Les débuts de la carrière de Nicolas Alexèiévitch avaient été heureux et rapides. A peine entré au ministère de l’intérieur, le jeune Milutine était distingué par le ministre d’alors, le comte Strogonof, qui vingt ans plus tard se plaisait à lui rappeler « qu’il avait été le premier à découvrir sa valeur. » Le ministre avait un jour été frappé d’un mémoire sur les disettes, sujet pour la Russie d’une actualité toujours persistante. Il voulut faire la connaissance de l’auteur : c’était Milutine, alors âgé de vingt-deux ans. Plus tard, Nicolas Alexèiévitch racontait en riant qu’en se voyant ainsi subitement mandé dans le cabinet du ministre, il craignait d’avoir commis quelque crime involontaire et se préparait déjà au voyage de Sibérie. Le comte Strogonof eut peine à croire qu’un si jeune homme fût l’auteur d’un mémoire d’une telle maturité ; pour éprouver la précoce capacité de ce nouvel employé, il lui enjoignit de revenir le lendemain, et lui fit faire dans son propre cabinet un travail sur les premiers projets de chemins de fer dans l’empire. Il va sans dire que l’épreuve tourna au profit du jeune homme.
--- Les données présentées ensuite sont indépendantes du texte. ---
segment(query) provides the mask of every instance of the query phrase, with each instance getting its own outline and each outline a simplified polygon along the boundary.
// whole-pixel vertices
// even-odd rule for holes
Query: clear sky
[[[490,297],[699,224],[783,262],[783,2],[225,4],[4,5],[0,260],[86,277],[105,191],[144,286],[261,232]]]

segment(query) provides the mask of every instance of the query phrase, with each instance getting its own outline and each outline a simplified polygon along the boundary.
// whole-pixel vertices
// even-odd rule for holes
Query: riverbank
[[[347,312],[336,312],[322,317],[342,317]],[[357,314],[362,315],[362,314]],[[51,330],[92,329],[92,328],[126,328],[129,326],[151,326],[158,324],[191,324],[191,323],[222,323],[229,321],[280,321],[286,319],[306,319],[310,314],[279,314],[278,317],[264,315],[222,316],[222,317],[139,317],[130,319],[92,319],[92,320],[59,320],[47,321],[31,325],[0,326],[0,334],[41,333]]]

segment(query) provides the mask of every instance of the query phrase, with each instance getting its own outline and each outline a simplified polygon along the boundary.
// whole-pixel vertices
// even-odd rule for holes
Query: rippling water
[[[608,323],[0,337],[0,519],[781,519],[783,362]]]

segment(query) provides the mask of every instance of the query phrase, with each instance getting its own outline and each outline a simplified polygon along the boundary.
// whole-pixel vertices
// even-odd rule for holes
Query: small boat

Sous le comte Pérovsky, successeur de Strogonof, Milutine sut également mériter la confiance de son chef. A vingt-huit ans, en 1846, il préludait à ses grands travaux législatifs par une des trop rares réformes accomplies sous Nicolas, celle de la douma, ou municipalité de la capitale. Il avait déjà la haute main dans le département économique (khoziaïstvenny departament) et, grâce à lui, le ministère de l’intérieur devint bientôt la terreur de tous les propriétaires enclins à abuser de leur autorité sur les paysans. A en croire les mauvaises langues, Pérovsky, dénué de tout talent oratoire, recourait au procédé de certain personnage de Le Sage dans Gil Blas : il chargeait son jeune subordonné de lui composer des discours qu’il récitait ensuite au conseil de l’empire ou ailleurs, si bien qu’il finit par se faire ainsi une réputation d’intelligence et de hardiesse.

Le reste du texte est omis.